The above title comes from this.
Two years ago, a Lemonheads show in Salt Lake City was to be my bachelor party. A far cry from a more "traditional" event, my gathering would've featured nary a stripper, line of cocaine, pornography, or farm animal. We were to meet downtown for steaks, see the concert at Liquid Joe's, and be home snug in bed by 1 AM.
But, according to both the whims and constraints of the frequently not-unironic narrative that the relationship had become, the concert was on a Sunday night, a place of the weekly calender in which only the utmost of reverent idleness is sufficient glorification of the divine. No family meals out, no basking in the warm glow of a beautiful symphony, no wholesome entertainment at the local theater surrounded by friends and loved ones, and good heavens, of course not some confounded rock-and-roll show at not only a paid venue, but--the Greatest of Gasps--a place that served alcoholic beverages.
I had learned the hard way to pick my battles. She let me choose a suit instead of a tux ("I'm not a secret agent or a penguin") and allotted for a post-wedding, pre-reception fast food meal ("Not an ounce of the food there is for us and low blood sugar makes me cranky"), but my interest in the return address on the wedding announcements--our marital home-to-be, rather than her parents' house--was the first of many headbutts. I found myself being told ever so frequently by more than one source that I was so rarely in the right, how I should acquiesce to the demanding machinations of a disingenuous authority, that a desire for my independence--our independence--were sinful and ungodly, and, eventually, that I was indeed a literal agent of an evil entity, my influence a tempting trial to be weathered, as everything else in her life, with submission.
So I stayed home that Sunday night, sipping at Cherry Vanilla Dr. Pepper in the home that should've been ours and sleeping in the bed that so often was. And yet somehow, in my cowardly acknowledgment of a hierarchy--hierarchies--that had no bearing on either the secular or the sacred, a Stockholm Syndrome-laden dynamic more familiar to Patty Hearst than to St. Paul, I had become precisely what I had rallied so strongly against behind closed doors that were no longer respected by those who most passionately declared their importance.
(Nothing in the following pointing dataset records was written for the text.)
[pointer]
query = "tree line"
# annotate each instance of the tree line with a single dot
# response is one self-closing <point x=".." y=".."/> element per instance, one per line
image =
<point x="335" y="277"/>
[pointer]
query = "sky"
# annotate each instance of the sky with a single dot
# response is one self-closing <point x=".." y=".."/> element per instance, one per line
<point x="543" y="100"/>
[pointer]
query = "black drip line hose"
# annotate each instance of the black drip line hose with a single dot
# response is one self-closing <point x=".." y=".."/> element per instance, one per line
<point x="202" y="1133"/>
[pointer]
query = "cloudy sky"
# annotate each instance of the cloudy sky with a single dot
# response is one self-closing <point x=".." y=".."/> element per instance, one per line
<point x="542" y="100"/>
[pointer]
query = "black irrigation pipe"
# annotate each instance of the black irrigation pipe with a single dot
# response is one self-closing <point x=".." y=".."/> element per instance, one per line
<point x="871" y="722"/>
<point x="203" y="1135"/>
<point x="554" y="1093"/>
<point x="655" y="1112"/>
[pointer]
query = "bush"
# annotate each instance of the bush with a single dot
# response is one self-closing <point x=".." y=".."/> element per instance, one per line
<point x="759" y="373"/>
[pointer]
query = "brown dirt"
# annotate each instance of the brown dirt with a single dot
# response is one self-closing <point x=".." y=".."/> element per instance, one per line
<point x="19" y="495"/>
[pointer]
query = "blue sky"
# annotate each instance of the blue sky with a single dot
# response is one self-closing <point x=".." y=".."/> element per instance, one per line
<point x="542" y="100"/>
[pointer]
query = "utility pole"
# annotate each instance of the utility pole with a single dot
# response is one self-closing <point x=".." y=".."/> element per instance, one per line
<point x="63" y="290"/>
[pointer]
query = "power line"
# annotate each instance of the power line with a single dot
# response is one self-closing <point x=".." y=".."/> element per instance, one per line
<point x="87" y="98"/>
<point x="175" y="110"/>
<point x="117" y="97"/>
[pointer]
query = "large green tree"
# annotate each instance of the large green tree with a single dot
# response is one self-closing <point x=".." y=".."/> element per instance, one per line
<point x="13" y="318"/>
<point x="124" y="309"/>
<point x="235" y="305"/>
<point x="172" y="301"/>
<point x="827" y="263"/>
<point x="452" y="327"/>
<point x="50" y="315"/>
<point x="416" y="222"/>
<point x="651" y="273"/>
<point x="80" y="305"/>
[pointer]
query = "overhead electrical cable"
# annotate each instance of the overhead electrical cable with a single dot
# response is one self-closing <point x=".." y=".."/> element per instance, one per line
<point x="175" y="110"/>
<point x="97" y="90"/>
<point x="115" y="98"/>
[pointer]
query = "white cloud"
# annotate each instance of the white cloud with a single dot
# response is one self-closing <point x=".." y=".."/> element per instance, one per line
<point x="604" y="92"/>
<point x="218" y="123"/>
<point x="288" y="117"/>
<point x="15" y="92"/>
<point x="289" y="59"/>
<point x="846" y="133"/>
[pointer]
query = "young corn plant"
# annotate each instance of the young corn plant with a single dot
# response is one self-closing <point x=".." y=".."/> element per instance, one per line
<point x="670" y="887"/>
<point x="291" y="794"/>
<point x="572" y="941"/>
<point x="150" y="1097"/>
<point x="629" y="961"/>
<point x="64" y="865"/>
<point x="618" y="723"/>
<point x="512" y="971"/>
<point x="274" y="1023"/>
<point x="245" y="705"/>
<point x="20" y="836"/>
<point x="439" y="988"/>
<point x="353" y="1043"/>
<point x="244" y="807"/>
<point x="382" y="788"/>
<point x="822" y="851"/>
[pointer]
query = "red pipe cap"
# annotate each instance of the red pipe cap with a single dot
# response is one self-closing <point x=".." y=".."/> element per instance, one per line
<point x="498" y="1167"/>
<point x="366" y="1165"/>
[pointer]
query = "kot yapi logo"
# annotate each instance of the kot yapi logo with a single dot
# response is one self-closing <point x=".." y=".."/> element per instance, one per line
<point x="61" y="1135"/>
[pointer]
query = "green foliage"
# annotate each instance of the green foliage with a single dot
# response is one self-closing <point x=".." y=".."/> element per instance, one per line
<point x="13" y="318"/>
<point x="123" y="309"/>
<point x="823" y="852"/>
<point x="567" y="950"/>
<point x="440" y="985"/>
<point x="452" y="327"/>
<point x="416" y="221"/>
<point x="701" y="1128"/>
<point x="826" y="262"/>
I shut down for a while. Maybe still haven't quite "turned back on," to use a phrase so robotic and distant as to be uncomfortably fitting. Subsequent battles for self-respect were destined to fail and did so in spectacular fashion.
This morning at work, having just returned from a life-changing weekend in New Mexico, the aptly named Land of Enchantment, I remembered that The Lemonheads were, these years later, playing in Denver, a mere hour's drive from my new(ish) Colorado Springs home. I debated the merits of attendance:
- Save $25 in ticket price
- Save ~$20 in round-trip gas
- Save $5 on what would amount to a shot of watery draft beer
- Be at work, bright-eyed/bushy-tailed come morning
- Clean my apartment
- Prepare a nice, nutritious dinner
- Read some more of that book that's been so compel--
"Bullshit," I said. "I'm gonna go see the Lemonheads."
And oddly enough, more than once, I thought to myself:
"I bet she would've liked the show."
"I bet she would've liked the show."
I'm sure I'll write more about this soon, likely disguised through being shoehorned into some kind of narrative fiction, as that's the only way to process how close Evan Dando's voice made me feel to a true and beautiful god when he sang:
"To be filled with hatred/for the time I've wasted
and I'm so impatient/for a new sensation
God knows what I thought I'd do/I bit my own sweet heart in two.
And all my life/I thought I needed all the things
I didn't need at all."
V, wherever you are, I hope you're sleeping poorly and dreaming of what you worked so hard to keep from the world. And J, wherever you are, I hope you're listening to the West Side Story soundtrack and thinking of somewhere else.